The Department of Homeland Security is transitioning from its nearly 20-year-old approach to buying information technology (IT) services through a single multiple-award contracting vehicle to using multiple contract vehicles that are more targeted to specific capability portfolios while also taking advantage of existing government-wide acquisition contracts managed elsewhere.

“EAGLE Next Gen will not be a single contract vehicle, but will instead be a suite of contract vehicles,” Soraya Correa, the chief procurement officer at DHS, said on a Feb. 27 letter to industry that was posted that evening on the government’s procurement website. “EAGLE Next Gen will consist of the creation of a portfolio of DHS IT services contract vehicles with specialized, targeted scope in conjunction with balancing the use of existing Government-wide Acquisition Contracts (GWACs).”

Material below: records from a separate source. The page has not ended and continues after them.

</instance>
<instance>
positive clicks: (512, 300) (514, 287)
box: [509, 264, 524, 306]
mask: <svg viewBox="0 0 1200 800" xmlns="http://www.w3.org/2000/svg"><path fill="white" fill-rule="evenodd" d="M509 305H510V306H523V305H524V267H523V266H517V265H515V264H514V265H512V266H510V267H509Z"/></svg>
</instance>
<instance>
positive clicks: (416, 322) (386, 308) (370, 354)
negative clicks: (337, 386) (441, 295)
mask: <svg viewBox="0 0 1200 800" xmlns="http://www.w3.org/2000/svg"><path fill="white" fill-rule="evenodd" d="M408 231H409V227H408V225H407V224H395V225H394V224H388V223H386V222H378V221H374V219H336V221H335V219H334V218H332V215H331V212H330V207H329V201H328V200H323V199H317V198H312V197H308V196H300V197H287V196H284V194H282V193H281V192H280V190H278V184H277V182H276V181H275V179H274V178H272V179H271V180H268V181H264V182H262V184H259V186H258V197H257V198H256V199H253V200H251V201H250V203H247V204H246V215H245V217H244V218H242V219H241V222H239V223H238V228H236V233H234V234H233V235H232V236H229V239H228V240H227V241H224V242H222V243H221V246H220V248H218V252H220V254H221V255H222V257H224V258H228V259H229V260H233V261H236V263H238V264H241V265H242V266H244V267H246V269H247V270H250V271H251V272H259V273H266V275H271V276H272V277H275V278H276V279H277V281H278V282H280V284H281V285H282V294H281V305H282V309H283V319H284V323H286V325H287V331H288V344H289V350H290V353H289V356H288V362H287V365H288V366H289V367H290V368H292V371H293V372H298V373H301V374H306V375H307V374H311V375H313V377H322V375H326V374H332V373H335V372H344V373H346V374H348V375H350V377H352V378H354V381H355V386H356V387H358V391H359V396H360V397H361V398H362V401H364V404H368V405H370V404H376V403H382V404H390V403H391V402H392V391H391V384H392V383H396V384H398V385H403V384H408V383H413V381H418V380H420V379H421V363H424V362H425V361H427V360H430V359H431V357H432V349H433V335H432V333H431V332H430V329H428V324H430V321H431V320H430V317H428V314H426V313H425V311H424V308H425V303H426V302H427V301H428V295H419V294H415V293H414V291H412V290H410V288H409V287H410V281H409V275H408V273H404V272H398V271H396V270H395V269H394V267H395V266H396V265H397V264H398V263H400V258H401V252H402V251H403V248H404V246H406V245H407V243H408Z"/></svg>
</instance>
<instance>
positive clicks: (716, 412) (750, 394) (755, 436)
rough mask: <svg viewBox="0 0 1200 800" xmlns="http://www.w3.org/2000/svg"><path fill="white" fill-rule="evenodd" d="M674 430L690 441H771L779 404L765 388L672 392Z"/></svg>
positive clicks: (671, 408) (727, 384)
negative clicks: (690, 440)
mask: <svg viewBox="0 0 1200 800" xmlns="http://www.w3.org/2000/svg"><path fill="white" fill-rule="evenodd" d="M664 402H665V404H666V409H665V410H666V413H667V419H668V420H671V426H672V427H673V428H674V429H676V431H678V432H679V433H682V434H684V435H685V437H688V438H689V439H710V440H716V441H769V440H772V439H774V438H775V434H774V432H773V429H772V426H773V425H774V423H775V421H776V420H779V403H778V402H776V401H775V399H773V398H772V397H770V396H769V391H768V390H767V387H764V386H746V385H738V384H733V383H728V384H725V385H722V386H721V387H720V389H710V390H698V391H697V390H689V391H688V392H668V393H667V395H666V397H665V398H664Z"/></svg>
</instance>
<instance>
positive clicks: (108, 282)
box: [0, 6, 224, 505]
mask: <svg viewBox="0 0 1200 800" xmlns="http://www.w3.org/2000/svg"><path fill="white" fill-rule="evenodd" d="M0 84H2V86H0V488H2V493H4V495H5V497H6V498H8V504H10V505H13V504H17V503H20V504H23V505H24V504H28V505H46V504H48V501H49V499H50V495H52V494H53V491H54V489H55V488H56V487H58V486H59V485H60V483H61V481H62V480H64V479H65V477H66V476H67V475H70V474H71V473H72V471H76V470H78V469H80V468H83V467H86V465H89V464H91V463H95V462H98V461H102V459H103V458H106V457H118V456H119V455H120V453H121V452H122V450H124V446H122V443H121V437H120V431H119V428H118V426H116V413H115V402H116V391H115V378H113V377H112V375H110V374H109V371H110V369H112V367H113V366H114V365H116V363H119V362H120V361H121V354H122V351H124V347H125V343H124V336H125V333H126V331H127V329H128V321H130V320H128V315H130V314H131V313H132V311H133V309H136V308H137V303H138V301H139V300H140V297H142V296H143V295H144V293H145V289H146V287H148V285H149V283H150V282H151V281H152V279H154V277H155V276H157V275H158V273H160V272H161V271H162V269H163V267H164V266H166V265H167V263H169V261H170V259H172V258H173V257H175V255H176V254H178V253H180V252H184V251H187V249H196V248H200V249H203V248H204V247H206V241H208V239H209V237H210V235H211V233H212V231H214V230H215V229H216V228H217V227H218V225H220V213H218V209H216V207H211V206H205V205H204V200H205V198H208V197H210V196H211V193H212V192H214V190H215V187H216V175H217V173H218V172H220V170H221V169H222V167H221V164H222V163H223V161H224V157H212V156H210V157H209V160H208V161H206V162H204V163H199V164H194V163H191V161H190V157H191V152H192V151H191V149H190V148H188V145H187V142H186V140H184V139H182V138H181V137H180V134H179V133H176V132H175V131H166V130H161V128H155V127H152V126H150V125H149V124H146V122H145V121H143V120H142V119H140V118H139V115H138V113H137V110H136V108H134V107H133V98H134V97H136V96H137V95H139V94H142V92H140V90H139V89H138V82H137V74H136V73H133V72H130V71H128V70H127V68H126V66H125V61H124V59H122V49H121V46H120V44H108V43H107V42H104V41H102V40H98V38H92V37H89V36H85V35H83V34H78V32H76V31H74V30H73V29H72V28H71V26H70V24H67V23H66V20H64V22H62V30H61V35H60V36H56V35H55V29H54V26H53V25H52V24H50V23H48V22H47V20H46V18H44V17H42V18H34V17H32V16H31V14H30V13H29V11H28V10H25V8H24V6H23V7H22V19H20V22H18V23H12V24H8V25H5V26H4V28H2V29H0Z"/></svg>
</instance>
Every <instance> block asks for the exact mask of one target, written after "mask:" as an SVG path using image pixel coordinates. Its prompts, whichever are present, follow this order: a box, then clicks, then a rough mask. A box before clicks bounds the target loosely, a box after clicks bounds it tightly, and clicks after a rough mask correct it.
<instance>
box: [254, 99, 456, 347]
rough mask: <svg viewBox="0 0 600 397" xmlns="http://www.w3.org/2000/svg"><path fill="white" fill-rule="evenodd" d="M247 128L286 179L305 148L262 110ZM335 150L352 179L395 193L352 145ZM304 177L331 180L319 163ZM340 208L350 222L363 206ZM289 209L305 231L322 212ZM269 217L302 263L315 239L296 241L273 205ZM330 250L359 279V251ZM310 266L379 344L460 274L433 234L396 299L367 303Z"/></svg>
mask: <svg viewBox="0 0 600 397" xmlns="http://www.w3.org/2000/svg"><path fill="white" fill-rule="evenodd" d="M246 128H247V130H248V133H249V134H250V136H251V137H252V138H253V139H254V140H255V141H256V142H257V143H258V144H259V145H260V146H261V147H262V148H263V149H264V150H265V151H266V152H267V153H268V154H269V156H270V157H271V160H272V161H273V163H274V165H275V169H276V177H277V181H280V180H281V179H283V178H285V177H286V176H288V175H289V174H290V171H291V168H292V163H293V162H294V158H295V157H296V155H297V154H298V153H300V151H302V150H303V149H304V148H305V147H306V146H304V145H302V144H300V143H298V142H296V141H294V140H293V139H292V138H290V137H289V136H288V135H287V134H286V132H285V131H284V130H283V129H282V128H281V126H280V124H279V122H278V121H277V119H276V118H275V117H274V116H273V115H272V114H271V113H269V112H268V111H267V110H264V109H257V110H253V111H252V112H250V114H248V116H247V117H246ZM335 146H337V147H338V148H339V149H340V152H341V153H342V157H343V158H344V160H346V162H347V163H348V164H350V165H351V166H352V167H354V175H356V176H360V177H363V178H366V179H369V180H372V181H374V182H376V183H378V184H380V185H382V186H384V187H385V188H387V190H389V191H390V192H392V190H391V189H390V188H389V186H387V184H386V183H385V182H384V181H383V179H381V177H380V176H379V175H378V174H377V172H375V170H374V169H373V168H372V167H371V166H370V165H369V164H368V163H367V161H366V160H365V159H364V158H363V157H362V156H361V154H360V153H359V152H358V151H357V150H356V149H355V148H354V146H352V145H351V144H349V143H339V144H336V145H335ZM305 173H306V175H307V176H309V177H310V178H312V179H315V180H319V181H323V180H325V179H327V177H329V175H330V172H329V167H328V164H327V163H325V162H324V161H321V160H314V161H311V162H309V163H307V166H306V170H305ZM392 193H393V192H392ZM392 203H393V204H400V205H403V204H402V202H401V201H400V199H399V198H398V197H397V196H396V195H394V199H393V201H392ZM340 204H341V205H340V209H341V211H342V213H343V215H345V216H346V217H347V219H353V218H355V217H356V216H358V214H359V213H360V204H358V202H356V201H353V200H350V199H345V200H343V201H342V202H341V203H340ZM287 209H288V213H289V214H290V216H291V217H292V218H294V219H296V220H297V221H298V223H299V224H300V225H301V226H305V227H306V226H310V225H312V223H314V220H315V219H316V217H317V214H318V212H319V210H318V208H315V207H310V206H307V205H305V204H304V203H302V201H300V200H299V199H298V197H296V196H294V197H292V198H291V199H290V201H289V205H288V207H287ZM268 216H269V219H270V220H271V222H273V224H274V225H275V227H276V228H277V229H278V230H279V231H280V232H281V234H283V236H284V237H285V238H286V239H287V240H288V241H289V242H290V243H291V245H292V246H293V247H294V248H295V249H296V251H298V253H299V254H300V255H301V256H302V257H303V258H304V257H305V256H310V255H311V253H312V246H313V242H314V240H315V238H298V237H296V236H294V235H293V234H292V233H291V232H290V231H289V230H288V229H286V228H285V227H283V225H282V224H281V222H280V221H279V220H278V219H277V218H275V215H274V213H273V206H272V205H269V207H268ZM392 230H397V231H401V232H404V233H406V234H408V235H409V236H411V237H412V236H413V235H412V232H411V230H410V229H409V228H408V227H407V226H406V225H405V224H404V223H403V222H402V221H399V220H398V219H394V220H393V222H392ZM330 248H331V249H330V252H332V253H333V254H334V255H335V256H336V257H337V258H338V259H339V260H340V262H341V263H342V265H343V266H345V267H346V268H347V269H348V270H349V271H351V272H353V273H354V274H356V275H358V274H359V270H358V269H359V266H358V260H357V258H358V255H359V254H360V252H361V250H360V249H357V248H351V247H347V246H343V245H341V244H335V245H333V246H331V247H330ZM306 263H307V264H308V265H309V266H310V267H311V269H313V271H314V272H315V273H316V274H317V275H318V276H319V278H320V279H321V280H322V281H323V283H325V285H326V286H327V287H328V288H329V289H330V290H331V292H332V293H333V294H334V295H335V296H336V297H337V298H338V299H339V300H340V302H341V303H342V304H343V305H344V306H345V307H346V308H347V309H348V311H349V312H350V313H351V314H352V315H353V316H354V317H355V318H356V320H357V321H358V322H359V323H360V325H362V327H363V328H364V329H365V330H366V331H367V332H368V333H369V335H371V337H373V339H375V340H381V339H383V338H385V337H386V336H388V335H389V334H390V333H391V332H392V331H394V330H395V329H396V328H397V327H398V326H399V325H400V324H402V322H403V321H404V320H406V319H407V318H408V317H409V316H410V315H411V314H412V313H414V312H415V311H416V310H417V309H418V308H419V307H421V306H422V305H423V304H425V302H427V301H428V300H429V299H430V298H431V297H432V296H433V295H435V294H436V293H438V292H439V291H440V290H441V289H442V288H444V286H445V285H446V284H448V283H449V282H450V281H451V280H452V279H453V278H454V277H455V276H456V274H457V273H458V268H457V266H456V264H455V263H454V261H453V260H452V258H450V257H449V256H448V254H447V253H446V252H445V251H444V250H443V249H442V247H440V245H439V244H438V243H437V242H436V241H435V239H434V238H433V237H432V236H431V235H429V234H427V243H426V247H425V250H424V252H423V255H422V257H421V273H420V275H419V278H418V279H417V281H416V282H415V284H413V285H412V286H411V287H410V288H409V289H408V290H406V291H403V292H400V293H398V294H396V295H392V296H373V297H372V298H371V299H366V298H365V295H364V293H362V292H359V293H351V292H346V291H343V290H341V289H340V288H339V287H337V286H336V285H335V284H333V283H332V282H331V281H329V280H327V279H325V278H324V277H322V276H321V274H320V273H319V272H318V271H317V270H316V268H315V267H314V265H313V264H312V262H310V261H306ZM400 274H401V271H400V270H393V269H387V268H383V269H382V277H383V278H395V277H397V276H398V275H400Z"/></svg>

DHS Chief Procurement Officer Soraya Correa. Photo: DHS

EAGLE refers to Enterprise Acquisition Gateway for Leading-Edge Solutions, which was first introduced in 2005 and allows the department’s customers to acquire IT services from a vetted pool of vendors. DHS spent more than $10 billion with industry on the first EAGLE contract and followed that up in 2013 with a potential $22 billion EAGLE II award to dozens of vendors in three functional categories: independent verification and validation (IV&V); IT program support services; and integration, software design and development, and operations and maintenance.

The Feb. 27 posting on the www.Fedbizopps.gov site includes a one-page PowerPoint slide showing five planned targeted DHS contract vehicles for IT services under EAGLE Next Gen. The contracts will be for agile development, cloud services, data center optimization, IV&V, and system integration services will be phased in, Correa said.

As of Feb. 4, DHS adopted six existing GWACs that will also be used as part of EAGLE Next Gen. They are the General Services Administration’s Alliant 2, Alliant 2 Small Business, 8(a) STARS II, and VETS 2, and the National Institutes of Health CIO SP3 IT Services/Solutions and CIO SP3 Small Business IT Services/Solutions.

The reason for the transition to EAGLE Next Gen is in part to avoid duplication of government wide contracts, which is being driven by the White House Office of Management and Budget, and to “prioritize initiatives such as migration to the cloud, or transition to Enterprise Infrastructure Solutions, and in optimizing our Security Operations Center presence across DHS” due to the need to modernize IT and be transparent, Correa said.

DHS will continue to use EAGLE II until it expires, which is set for September 2020, Correa said.

Later in March, DHS will announce plans for the future of its FirstSource II multiple award contracting vehicle, which provides a pool of vetted vendors for the purchase of IT hardware and software for department components and agencies.

Awards under the EAGLE contracts have covered a breadth of needs.

Correa said the contract vehicle has been used “to support operations at its data centers, in developing the latest in biometric entry and exit capabilities, in modernizing existing programs through agile software development, and in obtaining independent verification and validation of these efforts.”